9

I would like to automatically generate some sort of log of all the database changes that are made via the Django shell in the production environment.

We use schema and data migration scripts to alter the production database and they are version controlled. Therefore if we introduce a bug, it's easy to track it back. But if a developer in the team changes the database via the Django shell which then introduces an issue, at the moment we can only hope that they remember what they did or/and we can find their commands in the Python shell history.

Example. Let's imagine that the following code was executed by a developer in the team via the Python shell:

>>> tm = TeamMembership.objects.get(person=alice)
>>> tm.end_date = date(2022,1,1)
>>> tm.save()

It changes a team membership object in the database. I would like to log this somehow.

I'm aware that there are a bunch of Django packages related to audit logging, but I'm only interested in the changes that are triggered from the Django shell, and I want to log the Python code that updated the data.

So the questions I have in mind:

  • I can log the statements from IPython but how do I know which one touched the database?
  • I can listen to the pre_save signal for all model to know if data changes, but how do I know if the source was from the Python shell? How do I know what was the original Python statement?
viam0Zah
  • 25,949
  • 8
  • 77
  • 100
  • 1
    Hey, I don't think this is worthy answer so here you go: https://chase-seibert.github.io/blog/2012/10/26/django-log-shell-and-dbshell.html . This basically talks about overwritting logging in the shell by overwriting shell command, I think if you tinker a little with that shell command from article it will give you what you need – Michał Darowny Jan 12 '22 at 23:06
  • Thanks @MichałDarowny, it's helpful. I'm still missing some connection though. It's great that I can capture the history of IPython, but I'm looking for a way how to know if it changed producion data. Many times we use the shell just to debug customer tickets. That part of the history is irrelevant for now. – viam0Zah Jan 15 '22 at 14:20
  • @aaron Ideally I want to log the Python statements that triggered a change in the database. That would give me much more context of what the developer wanted to achieve than the raw SQL query that the Django ORM generated. – viam0Zah Jan 18 '22 at 14:45
  • @aaron Yes, that's what I ended up doing for the moment. However most of the time we are using the shell only to get data, not to alter it. So there's a big noise.
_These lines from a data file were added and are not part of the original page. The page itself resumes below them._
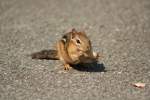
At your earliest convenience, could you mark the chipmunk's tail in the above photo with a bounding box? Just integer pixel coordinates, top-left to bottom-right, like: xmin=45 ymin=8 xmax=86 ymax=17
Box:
xmin=30 ymin=50 xmax=59 ymax=60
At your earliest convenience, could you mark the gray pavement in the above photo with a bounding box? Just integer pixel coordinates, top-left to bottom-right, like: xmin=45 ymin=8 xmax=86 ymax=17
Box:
xmin=0 ymin=0 xmax=150 ymax=100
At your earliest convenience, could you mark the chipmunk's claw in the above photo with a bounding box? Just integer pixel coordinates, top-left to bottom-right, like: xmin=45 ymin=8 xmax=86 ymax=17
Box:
xmin=64 ymin=64 xmax=71 ymax=70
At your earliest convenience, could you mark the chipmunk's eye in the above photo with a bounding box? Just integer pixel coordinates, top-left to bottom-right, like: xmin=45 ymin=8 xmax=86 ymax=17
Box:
xmin=76 ymin=39 xmax=81 ymax=44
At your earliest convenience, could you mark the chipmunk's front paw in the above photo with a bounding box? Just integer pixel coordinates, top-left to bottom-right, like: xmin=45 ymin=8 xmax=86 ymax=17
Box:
xmin=93 ymin=52 xmax=102 ymax=59
xmin=64 ymin=64 xmax=71 ymax=70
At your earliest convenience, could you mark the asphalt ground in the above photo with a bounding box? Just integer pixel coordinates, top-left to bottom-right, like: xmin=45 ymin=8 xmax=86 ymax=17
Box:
xmin=0 ymin=0 xmax=150 ymax=100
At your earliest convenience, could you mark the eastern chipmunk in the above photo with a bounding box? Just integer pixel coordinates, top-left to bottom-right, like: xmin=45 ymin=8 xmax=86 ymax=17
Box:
xmin=31 ymin=29 xmax=99 ymax=70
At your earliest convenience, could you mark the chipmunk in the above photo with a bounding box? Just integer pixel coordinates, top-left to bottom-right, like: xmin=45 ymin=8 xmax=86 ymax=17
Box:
xmin=31 ymin=29 xmax=99 ymax=70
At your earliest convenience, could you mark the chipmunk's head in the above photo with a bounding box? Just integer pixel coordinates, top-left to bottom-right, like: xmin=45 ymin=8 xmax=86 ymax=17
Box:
xmin=70 ymin=29 xmax=92 ymax=55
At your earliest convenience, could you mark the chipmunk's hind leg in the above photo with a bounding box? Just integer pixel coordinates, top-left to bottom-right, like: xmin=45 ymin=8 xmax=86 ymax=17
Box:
xmin=64 ymin=63 xmax=71 ymax=70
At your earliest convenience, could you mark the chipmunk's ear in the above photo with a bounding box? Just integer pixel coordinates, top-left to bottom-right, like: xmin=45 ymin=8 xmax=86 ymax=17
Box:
xmin=71 ymin=28 xmax=77 ymax=33
xmin=71 ymin=28 xmax=77 ymax=39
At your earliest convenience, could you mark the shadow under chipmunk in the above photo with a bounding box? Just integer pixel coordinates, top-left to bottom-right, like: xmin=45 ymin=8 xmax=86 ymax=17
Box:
xmin=30 ymin=50 xmax=106 ymax=72
xmin=71 ymin=62 xmax=106 ymax=72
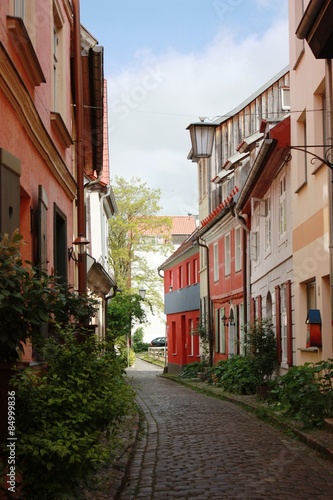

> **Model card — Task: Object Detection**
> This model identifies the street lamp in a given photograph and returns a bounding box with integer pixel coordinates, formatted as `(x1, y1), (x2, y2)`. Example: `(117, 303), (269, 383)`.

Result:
(186, 118), (217, 158)
(68, 234), (90, 262)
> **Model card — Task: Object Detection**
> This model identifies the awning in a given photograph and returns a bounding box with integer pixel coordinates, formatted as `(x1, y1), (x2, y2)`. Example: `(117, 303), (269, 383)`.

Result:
(236, 130), (264, 153)
(223, 152), (250, 170)
(87, 255), (116, 295)
(212, 168), (232, 184)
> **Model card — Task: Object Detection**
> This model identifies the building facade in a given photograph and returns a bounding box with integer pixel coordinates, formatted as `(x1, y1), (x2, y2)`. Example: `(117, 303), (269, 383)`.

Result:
(0, 0), (114, 360)
(189, 68), (291, 363)
(289, 0), (333, 364)
(159, 233), (203, 373)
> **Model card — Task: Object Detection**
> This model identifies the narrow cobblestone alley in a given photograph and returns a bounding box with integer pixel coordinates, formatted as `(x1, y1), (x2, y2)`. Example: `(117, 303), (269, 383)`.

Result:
(121, 360), (333, 500)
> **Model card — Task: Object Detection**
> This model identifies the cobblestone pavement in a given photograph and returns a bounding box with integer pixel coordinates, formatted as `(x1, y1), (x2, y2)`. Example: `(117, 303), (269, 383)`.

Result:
(120, 360), (333, 500)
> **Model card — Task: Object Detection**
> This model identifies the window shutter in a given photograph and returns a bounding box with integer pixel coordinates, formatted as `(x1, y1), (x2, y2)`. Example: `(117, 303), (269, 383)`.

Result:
(0, 148), (21, 235)
(286, 280), (293, 366)
(275, 285), (282, 365)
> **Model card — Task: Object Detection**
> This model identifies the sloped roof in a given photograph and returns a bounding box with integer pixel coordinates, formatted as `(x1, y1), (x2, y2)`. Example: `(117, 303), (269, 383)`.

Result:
(171, 215), (197, 235)
(158, 227), (200, 271)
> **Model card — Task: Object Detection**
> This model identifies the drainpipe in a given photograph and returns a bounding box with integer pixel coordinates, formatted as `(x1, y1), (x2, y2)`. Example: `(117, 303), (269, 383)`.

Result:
(196, 237), (214, 367)
(231, 205), (251, 324)
(73, 0), (87, 295)
(325, 59), (333, 341)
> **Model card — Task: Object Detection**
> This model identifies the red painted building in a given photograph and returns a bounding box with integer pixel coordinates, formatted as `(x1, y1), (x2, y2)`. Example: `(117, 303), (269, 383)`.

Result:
(159, 236), (200, 373)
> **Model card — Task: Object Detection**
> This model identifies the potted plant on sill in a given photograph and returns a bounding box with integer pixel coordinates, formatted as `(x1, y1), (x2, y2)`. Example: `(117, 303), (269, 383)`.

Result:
(244, 319), (277, 399)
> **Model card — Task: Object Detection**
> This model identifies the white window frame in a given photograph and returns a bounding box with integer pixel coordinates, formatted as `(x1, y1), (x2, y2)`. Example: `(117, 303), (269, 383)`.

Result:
(235, 227), (242, 272)
(279, 174), (287, 238)
(280, 284), (288, 364)
(14, 0), (25, 21)
(265, 196), (272, 253)
(219, 307), (227, 354)
(224, 233), (231, 276)
(193, 259), (198, 284)
(213, 242), (219, 282)
(186, 262), (191, 286)
(188, 318), (194, 356)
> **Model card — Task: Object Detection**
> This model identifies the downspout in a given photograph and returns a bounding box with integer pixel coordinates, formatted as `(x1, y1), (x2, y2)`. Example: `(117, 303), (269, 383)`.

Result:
(196, 237), (214, 367)
(73, 0), (87, 295)
(231, 204), (251, 324)
(324, 59), (333, 348)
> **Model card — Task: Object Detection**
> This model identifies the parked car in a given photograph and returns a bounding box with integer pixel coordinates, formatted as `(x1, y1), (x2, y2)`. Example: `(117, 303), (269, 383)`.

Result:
(150, 337), (168, 347)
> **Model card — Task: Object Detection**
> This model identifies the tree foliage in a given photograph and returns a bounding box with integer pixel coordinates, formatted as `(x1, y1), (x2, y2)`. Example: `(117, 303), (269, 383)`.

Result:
(109, 177), (172, 309)
(107, 292), (147, 343)
(6, 327), (135, 500)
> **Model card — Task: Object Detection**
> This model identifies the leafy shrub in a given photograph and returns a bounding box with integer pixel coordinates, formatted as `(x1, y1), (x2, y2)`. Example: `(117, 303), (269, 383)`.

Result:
(244, 320), (277, 385)
(9, 331), (134, 500)
(270, 360), (333, 427)
(179, 361), (207, 378)
(0, 231), (96, 362)
(210, 355), (259, 394)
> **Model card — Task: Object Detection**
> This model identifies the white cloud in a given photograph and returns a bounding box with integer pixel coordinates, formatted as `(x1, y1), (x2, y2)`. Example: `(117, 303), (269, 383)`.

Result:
(108, 15), (288, 215)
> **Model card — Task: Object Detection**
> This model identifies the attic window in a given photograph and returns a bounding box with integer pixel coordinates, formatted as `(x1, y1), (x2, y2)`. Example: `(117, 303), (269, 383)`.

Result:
(281, 87), (290, 111)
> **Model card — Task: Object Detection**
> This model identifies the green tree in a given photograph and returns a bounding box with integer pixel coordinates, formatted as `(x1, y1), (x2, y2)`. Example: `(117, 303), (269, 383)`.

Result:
(132, 326), (149, 352)
(109, 177), (172, 312)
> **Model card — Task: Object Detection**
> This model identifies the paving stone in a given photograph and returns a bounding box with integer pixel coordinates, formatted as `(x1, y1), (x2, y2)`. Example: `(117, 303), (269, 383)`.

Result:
(117, 361), (333, 500)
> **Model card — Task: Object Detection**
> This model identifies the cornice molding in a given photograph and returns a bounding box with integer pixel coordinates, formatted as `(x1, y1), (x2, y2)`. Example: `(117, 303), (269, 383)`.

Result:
(7, 16), (46, 87)
(50, 111), (73, 149)
(0, 43), (77, 200)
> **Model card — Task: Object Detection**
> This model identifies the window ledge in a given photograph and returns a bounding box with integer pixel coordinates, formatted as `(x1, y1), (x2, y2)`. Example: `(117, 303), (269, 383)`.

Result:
(7, 16), (46, 87)
(50, 112), (73, 148)
(297, 347), (319, 352)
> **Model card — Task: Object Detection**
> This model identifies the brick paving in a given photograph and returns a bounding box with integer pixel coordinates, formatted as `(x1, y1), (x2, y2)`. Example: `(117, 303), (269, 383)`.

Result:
(118, 360), (333, 500)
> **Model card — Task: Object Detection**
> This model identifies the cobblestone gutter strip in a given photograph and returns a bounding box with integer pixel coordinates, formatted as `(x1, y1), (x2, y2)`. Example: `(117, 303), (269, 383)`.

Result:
(166, 375), (333, 462)
(81, 409), (143, 500)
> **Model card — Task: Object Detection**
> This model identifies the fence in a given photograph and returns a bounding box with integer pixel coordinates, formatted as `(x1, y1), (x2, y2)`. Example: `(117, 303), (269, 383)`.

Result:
(148, 347), (168, 361)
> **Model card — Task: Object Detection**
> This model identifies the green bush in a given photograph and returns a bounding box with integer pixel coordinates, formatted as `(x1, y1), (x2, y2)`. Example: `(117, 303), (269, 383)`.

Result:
(179, 361), (208, 378)
(269, 360), (333, 427)
(244, 319), (277, 385)
(210, 355), (259, 394)
(9, 331), (134, 500)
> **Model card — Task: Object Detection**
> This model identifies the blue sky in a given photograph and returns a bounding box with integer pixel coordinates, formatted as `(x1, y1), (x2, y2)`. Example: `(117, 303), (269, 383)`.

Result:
(80, 0), (288, 215)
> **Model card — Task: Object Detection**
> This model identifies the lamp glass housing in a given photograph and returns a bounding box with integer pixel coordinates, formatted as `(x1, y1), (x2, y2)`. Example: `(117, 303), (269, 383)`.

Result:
(187, 122), (217, 158)
(73, 235), (90, 255)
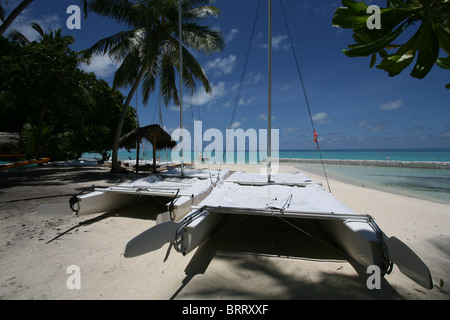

If I could mark somehow the commands that changed data, would be great. For the moment what I can think of is grepping against the log and finding all the occurences of patterns such as `.save()`, `.delete()`, etc. – viam0Zah Jan 20 '22 at 14:47

4 Answers4

6

This solution logs all commands in the session if any database changes were made.

How to detect database changes

Wrap execute_sql of SQLInsertCompiler, SQLUpdateCompiler and SQLDeleteCompiler.

SQLDeleteCompiler.execute_sql returns a cursor wrapper.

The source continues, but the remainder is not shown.